The former first lady and current New York senator, Hillary Clinton, 56, is as popular as she is divisive. Asked to pick out words that best describe her, members of the public chose "intelligent" and "smart". The third word, pollsters at the Pew Research Centre said, is a pejorative term that "rhymes with rich".

With nine candidates standing for the Democratic presidential nomination, polls continue to show Ms Clinton as the favourite. The trouble is she is not one of the nine. But despite her insistence that she is not running, many people believe she could yet throw her hat in the ring. Friday marks the deadline for entering the Democratic primaries; this week is her last chance to change her mind.

The political logic behind her refusal is sound. While President George Bush's approval ratings are falling fast, he remains the favourite for 2004. He is the incumbent, he has raised an unprecedented amount of money and has wrapped his presidency in the flag. No clear frontrunner has emerged from the current field of Democratic contenders.

Moreover, for Ms Clinton to abandon her six-year Senate term would make her look like a dilettante carpetbagger.

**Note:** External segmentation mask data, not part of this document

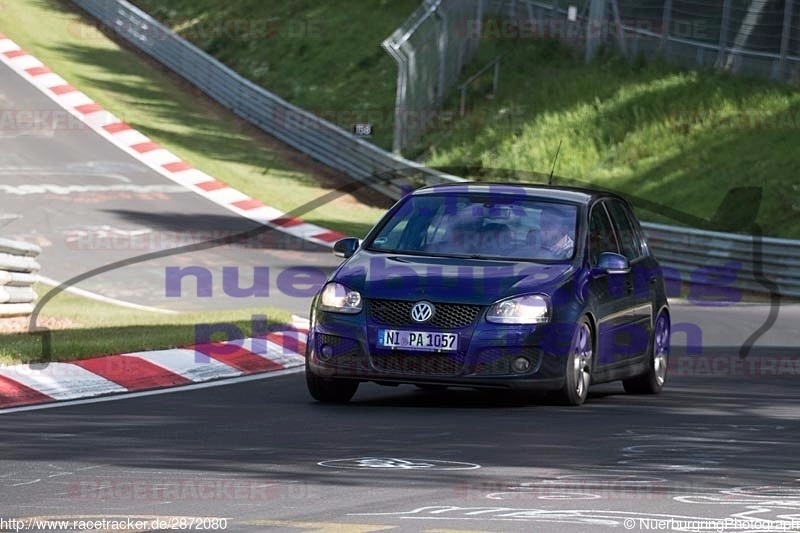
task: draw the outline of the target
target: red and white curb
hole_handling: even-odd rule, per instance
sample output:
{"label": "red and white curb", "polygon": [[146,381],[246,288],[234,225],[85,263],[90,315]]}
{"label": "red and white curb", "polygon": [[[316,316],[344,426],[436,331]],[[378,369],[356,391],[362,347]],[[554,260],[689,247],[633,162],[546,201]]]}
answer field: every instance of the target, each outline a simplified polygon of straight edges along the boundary
{"label": "red and white curb", "polygon": [[194,168],[190,163],[103,109],[2,34],[0,34],[0,61],[104,139],[162,176],[215,204],[259,224],[266,224],[316,244],[331,246],[344,237],[341,233],[309,224],[267,206]]}
{"label": "red and white curb", "polygon": [[287,329],[265,338],[137,352],[47,365],[0,367],[6,409],[177,387],[301,367],[307,334]]}

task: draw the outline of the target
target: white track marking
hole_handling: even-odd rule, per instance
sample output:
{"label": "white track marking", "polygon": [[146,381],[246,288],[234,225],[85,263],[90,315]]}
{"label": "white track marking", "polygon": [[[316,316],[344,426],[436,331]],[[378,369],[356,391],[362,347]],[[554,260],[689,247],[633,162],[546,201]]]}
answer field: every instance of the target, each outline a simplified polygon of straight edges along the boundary
{"label": "white track marking", "polygon": [[[43,276],[39,276],[39,282],[43,283],[44,285],[49,285],[51,287],[60,287],[62,285],[62,283],[59,283],[54,279],[46,278]],[[163,315],[180,314],[178,313],[178,311],[173,311],[172,309],[160,309],[158,307],[150,307],[147,305],[139,305],[132,302],[117,300],[116,298],[109,298],[108,296],[103,296],[102,294],[97,294],[91,291],[87,291],[85,289],[79,289],[78,287],[64,287],[64,292],[75,294],[77,296],[82,296],[84,298],[89,298],[90,300],[95,300],[98,302],[118,305],[120,307],[126,307],[128,309],[136,309],[137,311],[149,311],[151,313],[161,313]]]}

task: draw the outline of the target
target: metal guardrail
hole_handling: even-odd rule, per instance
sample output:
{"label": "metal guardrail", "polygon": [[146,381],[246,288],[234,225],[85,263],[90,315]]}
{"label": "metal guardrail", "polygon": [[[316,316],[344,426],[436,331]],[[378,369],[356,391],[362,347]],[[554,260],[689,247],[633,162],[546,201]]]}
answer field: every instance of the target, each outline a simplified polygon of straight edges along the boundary
{"label": "metal guardrail", "polygon": [[42,249],[34,244],[0,239],[0,318],[27,316],[36,302],[36,257]]}
{"label": "metal guardrail", "polygon": [[[458,181],[395,156],[323,120],[240,76],[147,13],[124,0],[73,0],[139,50],[185,78],[236,115],[304,152],[383,192],[398,197],[404,185]],[[396,169],[391,181],[376,175]],[[409,170],[411,169],[411,170]]]}
{"label": "metal guardrail", "polygon": [[[238,116],[390,198],[399,198],[404,185],[416,187],[462,180],[395,156],[286,102],[125,0],[73,2]],[[499,5],[492,5],[493,2]],[[516,14],[518,6],[524,6],[524,13],[531,18],[541,17],[544,8],[560,12],[557,2],[545,4],[535,0],[520,0],[519,4],[490,0],[487,12],[509,9]],[[768,292],[768,287],[758,279],[763,277],[777,283],[782,294],[800,296],[800,241],[757,240],[659,224],[645,224],[645,229],[653,252],[673,279],[680,277],[684,281]]]}
{"label": "metal guardrail", "polygon": [[668,279],[800,296],[800,241],[642,225]]}

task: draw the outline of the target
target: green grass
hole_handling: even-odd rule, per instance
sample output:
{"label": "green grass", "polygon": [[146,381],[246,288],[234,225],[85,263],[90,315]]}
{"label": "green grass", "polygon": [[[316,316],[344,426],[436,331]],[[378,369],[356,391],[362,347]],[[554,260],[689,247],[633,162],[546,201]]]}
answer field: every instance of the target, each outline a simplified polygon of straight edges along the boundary
{"label": "green grass", "polygon": [[[188,84],[121,48],[69,2],[3,2],[0,32],[145,135],[267,205],[290,211],[330,190],[310,158],[243,125]],[[344,197],[303,218],[363,236],[382,212]]]}
{"label": "green grass", "polygon": [[[49,290],[49,287],[37,287],[40,298]],[[233,324],[242,331],[243,337],[249,337],[256,315],[265,315],[267,324],[272,325],[291,321],[290,313],[263,307],[165,315],[61,293],[44,306],[36,323],[69,326],[69,329],[52,329],[51,360],[73,361],[99,355],[189,346],[196,342],[194,328],[198,324]],[[215,334],[212,340],[227,339]],[[0,335],[0,364],[41,359],[41,335]]]}
{"label": "green grass", "polygon": [[702,218],[730,188],[762,187],[757,222],[800,237],[797,87],[610,53],[587,66],[541,41],[491,44],[482,60],[503,54],[499,94],[487,99],[479,82],[465,119],[416,148],[428,164],[549,173],[563,141],[557,175]]}
{"label": "green grass", "polygon": [[[420,0],[134,0],[282,98],[391,147],[397,65],[381,47]],[[244,22],[235,29],[227,21]]]}

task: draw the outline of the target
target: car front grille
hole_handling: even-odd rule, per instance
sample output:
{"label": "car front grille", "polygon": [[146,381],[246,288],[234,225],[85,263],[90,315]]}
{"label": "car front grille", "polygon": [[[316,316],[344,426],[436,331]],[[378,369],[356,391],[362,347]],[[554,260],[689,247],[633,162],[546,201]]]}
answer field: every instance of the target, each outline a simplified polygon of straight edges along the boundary
{"label": "car front grille", "polygon": [[395,351],[387,355],[373,354],[372,364],[383,372],[404,376],[455,376],[464,368],[464,357]]}
{"label": "car front grille", "polygon": [[[387,326],[420,325],[411,320],[411,308],[416,302],[406,300],[370,300],[370,317]],[[468,304],[434,303],[436,312],[426,326],[438,329],[459,329],[474,324],[483,307]]]}
{"label": "car front grille", "polygon": [[539,370],[542,351],[534,346],[517,346],[512,348],[486,348],[478,355],[475,374],[482,376],[503,376],[515,374],[511,363],[519,356],[530,359],[531,369],[527,373]]}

But she has not ruled out ever running for the White House. Keeping her powder dry until 2008, when Mr Bush would have to stand down, would give her a better shot and her entry into elected politics would look less like a smash-and-grab raid on the presidency. Although five of the 11 post-second world war presidents were over 60 when they took the oath, the common view remains that she would be too old at 65 in 2012.

There is little doubt that if Ms Clinton were to stand (this year or any year) she would act as a polarising figure. A Quinnipiac University Institute poll, released last month, showed that even though she is not running, 43% of Democratic voters support her - her closest adversary was General Wesley Clark with 10%. Meanwhile, an ABC news poll last summer found that 71% of conservative Republicans "felt strongly" about their "unfavourable" feelings towards her.

"Just as Hillary-haters say she is the archetype of the kind of woman they don't like, so for those who love her she represents the archetype of the kind of woman they find inspiring and exemplary," says Michael Tomasky, executive editor of American Prospect and author of Hillary's Turn: Inside her Improbable Victorious Senate Campaign.

Even her professed decision not to stand is polarising - prompting elaborate conspiracy theories among Republicans. Asked why the polling institute keeps putting her name to the public when it would not appear on the ballot, Maurice Carroll, director of Quinnipiac, says: "You have to keep asking it, because she is still a big factor."

When, not if

Her decision to accept the role of MC at last Saturday's Democratic party's Jefferson-Jackson dinner in Iowa - a key event in a state where the candidates rally the faithful - is a case in point. "She would not come to MC this dinner if there was a ghost of a chance that she was going to run," the state party chairman, Gordon Fischer, told the Washington Post before the event.

To others her appearance in the state at this time is evidence that there is still a chance. "It is now unlikely that she will enter the primaries but we are not going to give up trying to persuade her until the convention is over," says Adam Parkhomenko, head of votehillary.org, which was collecting signatures to draft Ms Clinton outside the dinner on Saturday.

While her views do not differ from the more moderate candidates in the race (she backed the war in Iraq) she has other attributes in her favour. "She has name recognition. She's better than all the other candidates and most importantly she can beat Bush," says Mr Parkhomenko.

Republicans, however, are convinced that the entire Democratic race thus far is little more than a dramatic ruse to get another Clinton in the Oval Office. Such theories start at the fringes, with the rightwing polemicist Carl Limbacher, whose book Hillary's Scheme: Inside the Next Clinton's Ruthless Agenda to Take the White House details Ms Clinton's plans for a "grand political coup" to take the White House in 2004.

But they end up in the mainstream. William Safire, a New York Times columnist, believes Mr Clark's decision to stand was part of a plot to hold a slot open for Ms Clinton. "If Bush stumbles and the Democratic nomination becomes highly valuable the Clintons probably think they would be able to get Clark to step aside without splintering the party, rewarding his loyalty with second place on the ticket," he wrote.

"That's an absurd feat of imagination," said Ms Clinton in response.

While Democrats may love her and Republicans loathe her, both, it seems, need her to energise their base support. And while they may disagree on what she stands for, few doubt the issue is when, rather than whether, she puts her name forward for America's top job.

"She can try and win in 2004 or she can hope that the Democrats nominate a respectable loser this time around and stand in 2008," says Maurice Carroll. "By 2012 she's on social security and its over."